20 M. le Président (interprétation): Si vous posez des questions au sujet

21 d'une déclaration, le témoin doit pouvoir l'avoir sous les yeux la lire,

22 savoir de quoi vous parlez. Nous avons besoin d'exemplaires de cette

23 déclaration également.

24 M. Ryneveld (interprétation): Quand M. Milosevic parle de la longue

25 déclaration, fait-il référence à celle de 16 pages recueillies le 8

Page 7718

1 janvier 2002?

2 M. le Président (interprétation): Je suppose, puisque l'autre n'a que huit

3 pages.

4 M. Ryneveld (interprétation): Merci.

5 M. Milosevic (interprétation): Oui, c'est celle de 16 pages dont je parle.

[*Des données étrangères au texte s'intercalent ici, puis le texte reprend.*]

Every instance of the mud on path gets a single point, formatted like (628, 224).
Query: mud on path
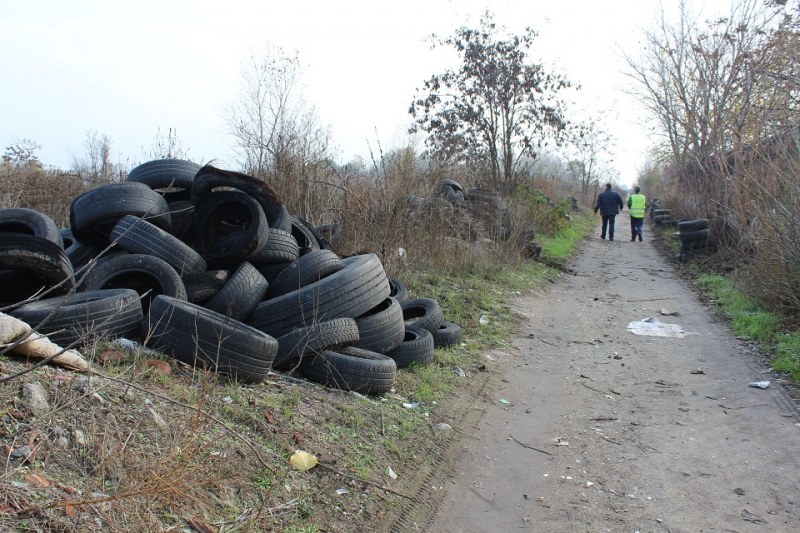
(605, 430)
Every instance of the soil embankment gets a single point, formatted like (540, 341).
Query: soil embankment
(594, 428)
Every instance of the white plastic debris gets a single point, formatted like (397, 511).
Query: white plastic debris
(655, 328)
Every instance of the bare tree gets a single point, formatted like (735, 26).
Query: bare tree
(170, 147)
(498, 109)
(94, 165)
(278, 133)
(588, 147)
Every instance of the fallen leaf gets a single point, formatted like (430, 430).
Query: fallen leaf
(303, 461)
(199, 526)
(111, 356)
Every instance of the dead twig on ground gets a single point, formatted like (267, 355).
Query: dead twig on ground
(528, 446)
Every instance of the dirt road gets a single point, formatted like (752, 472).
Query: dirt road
(605, 430)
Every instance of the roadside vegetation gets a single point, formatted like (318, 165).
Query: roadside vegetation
(723, 96)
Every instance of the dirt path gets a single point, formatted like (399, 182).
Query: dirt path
(656, 434)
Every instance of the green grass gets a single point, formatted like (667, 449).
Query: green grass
(565, 241)
(751, 320)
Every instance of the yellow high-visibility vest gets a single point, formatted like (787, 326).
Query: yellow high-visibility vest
(638, 202)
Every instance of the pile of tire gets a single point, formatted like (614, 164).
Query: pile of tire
(663, 217)
(208, 266)
(694, 236)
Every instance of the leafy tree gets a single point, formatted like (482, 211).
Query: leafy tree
(497, 109)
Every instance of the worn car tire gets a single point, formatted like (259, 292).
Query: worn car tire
(31, 222)
(354, 290)
(202, 287)
(313, 339)
(147, 275)
(306, 270)
(32, 265)
(84, 316)
(230, 226)
(94, 213)
(352, 369)
(381, 329)
(240, 295)
(199, 336)
(138, 236)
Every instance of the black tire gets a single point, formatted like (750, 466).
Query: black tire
(31, 222)
(79, 253)
(271, 270)
(32, 265)
(397, 289)
(208, 178)
(306, 240)
(147, 275)
(240, 295)
(352, 369)
(332, 233)
(416, 348)
(165, 174)
(381, 329)
(313, 339)
(448, 334)
(202, 287)
(280, 248)
(229, 227)
(94, 213)
(138, 236)
(692, 225)
(351, 292)
(696, 235)
(182, 215)
(84, 316)
(199, 336)
(306, 270)
(422, 312)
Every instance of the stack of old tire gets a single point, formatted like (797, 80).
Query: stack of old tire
(208, 265)
(694, 235)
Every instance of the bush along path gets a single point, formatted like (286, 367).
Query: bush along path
(594, 427)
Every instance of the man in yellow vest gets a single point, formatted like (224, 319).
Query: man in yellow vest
(637, 205)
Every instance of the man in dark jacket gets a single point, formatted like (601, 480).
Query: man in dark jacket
(610, 204)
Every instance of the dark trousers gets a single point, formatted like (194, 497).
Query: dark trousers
(636, 228)
(608, 222)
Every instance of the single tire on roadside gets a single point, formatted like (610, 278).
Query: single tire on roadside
(83, 317)
(200, 337)
(313, 339)
(352, 369)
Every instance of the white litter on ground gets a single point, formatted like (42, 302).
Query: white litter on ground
(653, 327)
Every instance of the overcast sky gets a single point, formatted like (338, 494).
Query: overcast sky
(128, 69)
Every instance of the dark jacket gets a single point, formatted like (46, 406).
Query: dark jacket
(609, 203)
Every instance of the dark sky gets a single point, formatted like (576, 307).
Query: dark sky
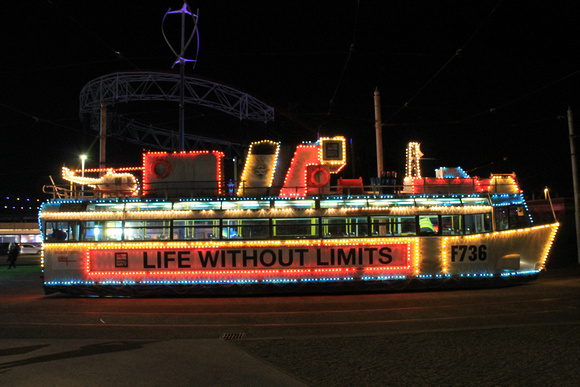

6 M. Vollebaek (interprétation): Pourriez-vous me dire de quelle page il

7 s'agit dans la version anglaise?

8 M. le Président (interprétation): Nous devons le trouver également.

9 M. Milosevic (interprétation): Dans la version anglaise cela figure en

10 page 7. Je ne sais pas ce qu'il en est de la version anglaise. Si c'est

11 sur une page différente, je n'ai pas le texte anglais sous les yeux.

12 M. Ryneveld (interprétation): Je vais pouvoir vous aider. C'est à peu près

13 au milieu de la page 6 où l'on voit des mots en italiques au milieu de la

14 page qui se lisent comme suit: "Point de vue de Slobodan Milosevic sur le

15 conflit du Kosovo".

16 M. le Président (interprétation): Voyons voir.

17 M. Milosevic (interprétation): Non, le titre est: "Discussions avec

18 Slobodan Milosevic au sujet des crimes de guerre au Kosovo". Ceci figure

19 en page 7, c'est un sous-titre. Avant cela, on lisait les mots suivants:

20 "Rencontres avec Milutinovic et Sainovic".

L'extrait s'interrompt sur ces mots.